When drowning is depicted in movies or on TV, it’s always dramatic. The victim cries out for help, splashes, waves his or her arms around. That’s what experts call “aquatic distress.”

The reality of actual drowning is very different. Drowning people aren’t just stifled by the water – but by the body’s physiological response to the crisis of drowning. The struggle to stay alive, to conserve oxygen and keep the head above water, traps drowning victims in a body that may not be able to spare the energy for calling out or splashing. Close to the final stages, drowning is often nearly silent.

I came across this terrifying information in  a very well-written and chilling blog post, “Drowning Doesn’t Look Like Drowning,” on the gCaptain site for maritime professionals. The post starts off with a short scenario: A boat captain saving the life of a little girl silently drowning only a few feet from her laughing, splashing parents.

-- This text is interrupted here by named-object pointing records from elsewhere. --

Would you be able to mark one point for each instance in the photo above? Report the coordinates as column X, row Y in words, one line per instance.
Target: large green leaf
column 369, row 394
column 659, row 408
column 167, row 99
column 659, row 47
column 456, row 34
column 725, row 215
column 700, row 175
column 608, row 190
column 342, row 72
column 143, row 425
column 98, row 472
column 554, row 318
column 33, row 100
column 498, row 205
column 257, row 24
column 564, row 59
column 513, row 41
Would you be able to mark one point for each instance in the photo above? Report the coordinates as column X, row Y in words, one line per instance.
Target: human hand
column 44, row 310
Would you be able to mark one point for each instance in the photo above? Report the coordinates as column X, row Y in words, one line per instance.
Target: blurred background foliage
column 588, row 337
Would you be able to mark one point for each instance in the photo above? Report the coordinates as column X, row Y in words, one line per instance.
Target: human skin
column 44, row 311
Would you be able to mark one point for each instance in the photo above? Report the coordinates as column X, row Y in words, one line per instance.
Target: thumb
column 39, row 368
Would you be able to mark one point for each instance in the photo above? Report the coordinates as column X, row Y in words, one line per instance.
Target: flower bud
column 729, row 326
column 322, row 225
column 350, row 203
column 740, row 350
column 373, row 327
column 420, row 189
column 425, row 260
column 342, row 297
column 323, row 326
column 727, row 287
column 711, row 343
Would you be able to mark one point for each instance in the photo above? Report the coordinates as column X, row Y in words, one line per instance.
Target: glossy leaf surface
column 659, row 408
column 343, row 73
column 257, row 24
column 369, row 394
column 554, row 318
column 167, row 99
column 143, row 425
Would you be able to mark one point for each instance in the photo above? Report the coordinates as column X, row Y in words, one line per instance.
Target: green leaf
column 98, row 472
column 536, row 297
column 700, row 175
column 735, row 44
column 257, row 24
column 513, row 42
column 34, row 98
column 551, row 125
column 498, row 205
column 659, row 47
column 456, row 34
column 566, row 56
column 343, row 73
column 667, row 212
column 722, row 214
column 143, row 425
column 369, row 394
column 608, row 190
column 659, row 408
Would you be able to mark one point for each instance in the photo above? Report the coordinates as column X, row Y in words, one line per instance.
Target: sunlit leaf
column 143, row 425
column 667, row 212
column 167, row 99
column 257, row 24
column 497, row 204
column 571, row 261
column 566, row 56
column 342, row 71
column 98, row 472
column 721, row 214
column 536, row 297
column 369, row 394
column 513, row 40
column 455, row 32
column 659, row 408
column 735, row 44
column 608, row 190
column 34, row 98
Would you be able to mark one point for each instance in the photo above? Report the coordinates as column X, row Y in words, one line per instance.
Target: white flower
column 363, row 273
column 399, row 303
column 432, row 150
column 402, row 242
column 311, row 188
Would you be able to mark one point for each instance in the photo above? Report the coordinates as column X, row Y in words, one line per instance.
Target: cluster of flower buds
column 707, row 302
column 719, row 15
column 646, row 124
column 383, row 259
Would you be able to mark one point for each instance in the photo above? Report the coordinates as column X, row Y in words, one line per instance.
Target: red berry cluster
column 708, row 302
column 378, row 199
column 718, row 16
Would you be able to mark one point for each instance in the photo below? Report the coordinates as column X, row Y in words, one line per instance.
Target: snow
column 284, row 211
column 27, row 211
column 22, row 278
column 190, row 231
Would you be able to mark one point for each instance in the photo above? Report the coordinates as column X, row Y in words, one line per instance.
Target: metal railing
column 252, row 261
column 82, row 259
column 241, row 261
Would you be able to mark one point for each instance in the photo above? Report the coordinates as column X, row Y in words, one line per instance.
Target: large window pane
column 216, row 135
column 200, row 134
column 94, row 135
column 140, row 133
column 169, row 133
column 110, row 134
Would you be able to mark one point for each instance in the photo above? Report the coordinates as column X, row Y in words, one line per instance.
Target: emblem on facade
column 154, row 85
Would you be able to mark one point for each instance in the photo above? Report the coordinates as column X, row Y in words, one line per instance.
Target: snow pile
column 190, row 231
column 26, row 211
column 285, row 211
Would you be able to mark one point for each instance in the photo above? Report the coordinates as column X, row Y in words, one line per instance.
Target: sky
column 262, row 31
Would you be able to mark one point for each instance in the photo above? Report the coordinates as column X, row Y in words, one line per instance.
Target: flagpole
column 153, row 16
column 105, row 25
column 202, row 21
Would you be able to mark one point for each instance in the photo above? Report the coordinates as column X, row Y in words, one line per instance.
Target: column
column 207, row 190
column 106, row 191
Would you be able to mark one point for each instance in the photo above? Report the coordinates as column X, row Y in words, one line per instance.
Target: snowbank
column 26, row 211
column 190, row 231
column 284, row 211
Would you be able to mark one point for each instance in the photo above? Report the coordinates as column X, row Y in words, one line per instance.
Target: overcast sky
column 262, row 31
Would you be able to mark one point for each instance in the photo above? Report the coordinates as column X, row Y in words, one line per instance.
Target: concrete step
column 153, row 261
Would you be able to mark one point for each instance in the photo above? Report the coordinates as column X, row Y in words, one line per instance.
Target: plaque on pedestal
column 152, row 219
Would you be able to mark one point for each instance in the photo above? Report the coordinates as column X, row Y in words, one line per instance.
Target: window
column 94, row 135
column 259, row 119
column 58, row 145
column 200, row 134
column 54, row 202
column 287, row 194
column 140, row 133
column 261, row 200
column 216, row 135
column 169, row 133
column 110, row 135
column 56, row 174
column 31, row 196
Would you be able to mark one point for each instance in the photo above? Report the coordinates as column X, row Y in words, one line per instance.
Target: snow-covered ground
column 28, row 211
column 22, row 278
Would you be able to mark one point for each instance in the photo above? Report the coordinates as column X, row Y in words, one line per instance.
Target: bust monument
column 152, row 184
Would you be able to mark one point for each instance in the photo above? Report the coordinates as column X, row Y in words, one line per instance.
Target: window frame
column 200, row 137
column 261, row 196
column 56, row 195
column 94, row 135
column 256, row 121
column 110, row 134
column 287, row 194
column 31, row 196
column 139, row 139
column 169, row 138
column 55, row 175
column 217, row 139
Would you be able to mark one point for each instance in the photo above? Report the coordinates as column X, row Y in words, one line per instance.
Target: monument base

Just recently, here in the Twin Tiers we had a number of drowning deaths. I wrote about them in the post, “NY Injury Lawyer Warns of Dangers of River Swimming.” I started the post to write about Elmira’s Fire Chief’s warnings to people considering swimming in the Chemung River – by the time I was done writing it, I had come across two stories of river drownings in New York State, “Girl Drowns in Susquehanna River,” and “Name of Northern N.Y. Drowning Victim Released” One victim was a 16-year-old girl, the other a 74-year-old man.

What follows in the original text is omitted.